Brilliant movies 'Mystic River' and 'Gone Baby Gone' have established the city of Boston in the pantheon of crime capitals and now we have 'The Town' adding to Boston's reputation but disappointingly not matching the brilliance of it's predecessors.
Mad Man de jour FBI Agent, Jon Hamm, is in pursuit of anti-hero Ben Affleck who is the bank robber with a conscience. The film opens with the information that Charlestown ('The Town'), a locality in Boston, has the greatest number of bank robberies of any area in the world. I don't know whether this is fact or fiction but either way that premise troubled me throughout the film because I could not understand why the banks there would be as comparatively underprotected as represented in the film. Nor could I understand how the FBI would be so sloppy in exposing their use of a key witness as a lure later on.

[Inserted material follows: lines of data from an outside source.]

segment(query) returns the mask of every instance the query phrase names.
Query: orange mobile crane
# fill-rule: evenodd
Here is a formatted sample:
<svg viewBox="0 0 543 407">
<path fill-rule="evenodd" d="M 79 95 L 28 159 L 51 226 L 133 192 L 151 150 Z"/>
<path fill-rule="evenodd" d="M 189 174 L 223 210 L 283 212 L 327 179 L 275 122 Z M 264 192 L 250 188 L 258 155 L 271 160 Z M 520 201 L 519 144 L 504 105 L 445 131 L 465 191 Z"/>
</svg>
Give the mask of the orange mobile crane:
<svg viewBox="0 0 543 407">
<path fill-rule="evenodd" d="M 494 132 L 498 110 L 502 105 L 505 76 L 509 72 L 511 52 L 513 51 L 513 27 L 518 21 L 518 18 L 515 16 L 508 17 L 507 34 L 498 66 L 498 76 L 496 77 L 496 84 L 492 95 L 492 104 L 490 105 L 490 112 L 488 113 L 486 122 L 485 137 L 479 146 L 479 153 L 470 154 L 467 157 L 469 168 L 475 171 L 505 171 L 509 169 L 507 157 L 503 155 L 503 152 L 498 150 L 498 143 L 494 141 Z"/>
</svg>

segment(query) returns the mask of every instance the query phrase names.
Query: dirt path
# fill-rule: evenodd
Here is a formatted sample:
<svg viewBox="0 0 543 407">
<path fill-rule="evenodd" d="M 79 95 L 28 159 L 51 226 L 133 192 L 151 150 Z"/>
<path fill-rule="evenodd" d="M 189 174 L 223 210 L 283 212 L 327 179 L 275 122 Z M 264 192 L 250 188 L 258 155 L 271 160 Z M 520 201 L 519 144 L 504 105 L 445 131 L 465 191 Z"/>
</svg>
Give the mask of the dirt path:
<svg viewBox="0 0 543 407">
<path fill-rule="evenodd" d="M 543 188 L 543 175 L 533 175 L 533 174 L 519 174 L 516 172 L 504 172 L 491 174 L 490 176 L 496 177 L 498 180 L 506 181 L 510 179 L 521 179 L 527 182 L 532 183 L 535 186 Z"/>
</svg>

Indeed why was the FBI even involved? My understanding was that the FBI could only be involved in crime that crossed state borders (ie national) and nothing in the film indicated that the crime was anything but local but examining Wikipedia afterwards I see that the FBI's investigative priorities 8 and 9 make it's involvement plausible.
No-one in this film is particularly likeable - unless you have an especially malevolent streak - even the film's heroine, a bank robbery victim, who fails to reveal crucial information to the authorities which would have prevented all manner of crime and mayhem that ensues. Of course, in that event there would have been no story - or at least, not this story.
Not a bad film if you can take the violence on offer but not top drawer either.